If this part is simply excluded from a “methodological discussion”, then such a discussion becomes idealized - as if it referred to an ideal world free from human influences.
Bayesian calculations of the probability of clinically relevant safety signals, e.g., P(absolute risk increase > 0.01)
That’s exactly what’s needed, IMO.eOf course it’s hard to define a"clinically relevant safety signals", or a risk-benefit ratio, when both risks and benefits are rather rare.
There’s no doubt that the need to specify a prior is the main reason why some people continue to oppose Bayesian approaches. Bayes is clearly right, and the problem of priors seems to me to show us that doing good science is harder problem than most people, including many statisticians, thought until recently.
Luckily, the problem of priors has several possible solutions. For example: 1,use reverse Bayes, 2, do the calculations with a skeptical prior (e,g, half of the prior probability on the null) and an ‘optimistic prior". 3. Use likelihoods or Bayes’ factors.

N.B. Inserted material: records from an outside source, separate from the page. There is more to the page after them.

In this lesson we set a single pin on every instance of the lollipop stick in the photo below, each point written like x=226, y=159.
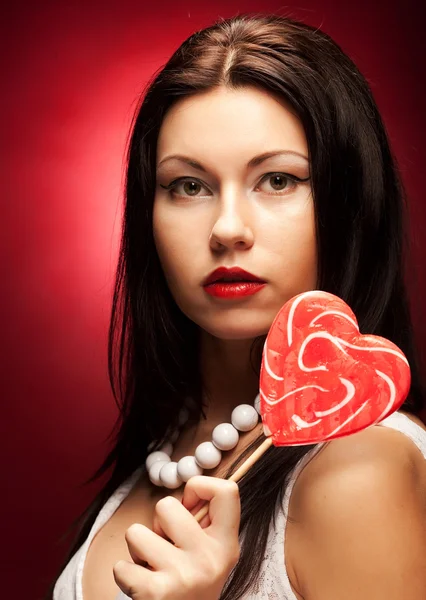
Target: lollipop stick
x=240, y=472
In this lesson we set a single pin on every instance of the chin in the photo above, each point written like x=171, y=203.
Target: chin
x=235, y=332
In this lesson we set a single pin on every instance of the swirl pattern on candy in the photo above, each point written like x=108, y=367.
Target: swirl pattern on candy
x=321, y=378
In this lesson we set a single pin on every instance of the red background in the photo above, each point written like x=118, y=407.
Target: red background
x=72, y=74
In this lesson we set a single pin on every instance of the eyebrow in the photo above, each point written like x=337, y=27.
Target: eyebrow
x=254, y=162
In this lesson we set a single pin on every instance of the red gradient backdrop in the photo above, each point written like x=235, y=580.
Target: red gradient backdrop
x=72, y=74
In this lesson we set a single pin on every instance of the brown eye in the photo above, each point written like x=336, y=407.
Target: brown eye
x=185, y=188
x=191, y=187
x=280, y=183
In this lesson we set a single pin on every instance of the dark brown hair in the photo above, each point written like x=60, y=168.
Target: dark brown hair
x=359, y=204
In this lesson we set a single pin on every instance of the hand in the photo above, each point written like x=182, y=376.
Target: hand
x=199, y=563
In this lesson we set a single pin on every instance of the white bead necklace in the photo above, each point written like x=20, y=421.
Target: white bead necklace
x=163, y=471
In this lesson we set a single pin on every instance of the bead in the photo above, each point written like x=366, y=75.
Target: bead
x=155, y=457
x=207, y=455
x=173, y=436
x=257, y=403
x=169, y=476
x=225, y=436
x=183, y=416
x=167, y=448
x=154, y=471
x=244, y=417
x=188, y=467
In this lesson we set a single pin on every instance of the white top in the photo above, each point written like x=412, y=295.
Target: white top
x=273, y=583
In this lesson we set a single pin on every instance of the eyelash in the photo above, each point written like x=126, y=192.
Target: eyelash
x=295, y=180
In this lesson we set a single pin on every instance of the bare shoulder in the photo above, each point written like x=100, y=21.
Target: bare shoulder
x=357, y=524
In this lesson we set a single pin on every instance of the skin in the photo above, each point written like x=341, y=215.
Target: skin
x=358, y=507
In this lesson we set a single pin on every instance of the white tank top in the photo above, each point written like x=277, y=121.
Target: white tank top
x=273, y=582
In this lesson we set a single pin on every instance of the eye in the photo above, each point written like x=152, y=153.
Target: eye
x=190, y=187
x=281, y=182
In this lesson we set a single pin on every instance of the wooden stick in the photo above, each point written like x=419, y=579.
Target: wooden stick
x=239, y=473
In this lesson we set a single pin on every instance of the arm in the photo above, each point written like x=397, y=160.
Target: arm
x=360, y=521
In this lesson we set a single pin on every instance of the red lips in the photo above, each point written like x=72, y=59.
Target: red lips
x=231, y=274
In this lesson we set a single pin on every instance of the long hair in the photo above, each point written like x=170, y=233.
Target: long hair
x=360, y=224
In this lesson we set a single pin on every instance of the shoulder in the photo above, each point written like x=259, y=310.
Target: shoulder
x=358, y=514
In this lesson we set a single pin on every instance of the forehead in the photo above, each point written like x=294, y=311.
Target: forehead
x=224, y=123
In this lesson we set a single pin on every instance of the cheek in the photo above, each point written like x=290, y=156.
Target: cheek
x=175, y=248
x=292, y=236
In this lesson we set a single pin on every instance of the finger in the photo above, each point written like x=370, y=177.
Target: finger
x=177, y=523
x=145, y=545
x=224, y=502
x=205, y=521
x=135, y=580
x=156, y=525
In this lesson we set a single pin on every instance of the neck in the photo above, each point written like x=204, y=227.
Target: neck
x=229, y=379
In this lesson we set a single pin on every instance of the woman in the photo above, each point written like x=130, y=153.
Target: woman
x=257, y=146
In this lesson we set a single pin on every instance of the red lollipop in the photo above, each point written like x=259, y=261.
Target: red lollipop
x=321, y=378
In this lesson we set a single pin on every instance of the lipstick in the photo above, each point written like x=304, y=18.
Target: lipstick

It may be possible to estimate the distribution of a “universe” of safety effects from analyzing hundreds of safety outcomes on >100,000 patients if we can assume some kind of comparability to apply to the statin population. This universe could help in defining a prior.
All of us are concerned that “statin fear” will cause increase in CV mortality, but statin myopathy should not be discounted for paternalistic reasons. The statin wars are long over and statins won.
It’s time to take a hard look at the myopathy risk. A patient can suffer for years due to insidious statin myopathy, with thigh weakness and pain on rising from a chair, knelling or squatting that they thought was just due to aging.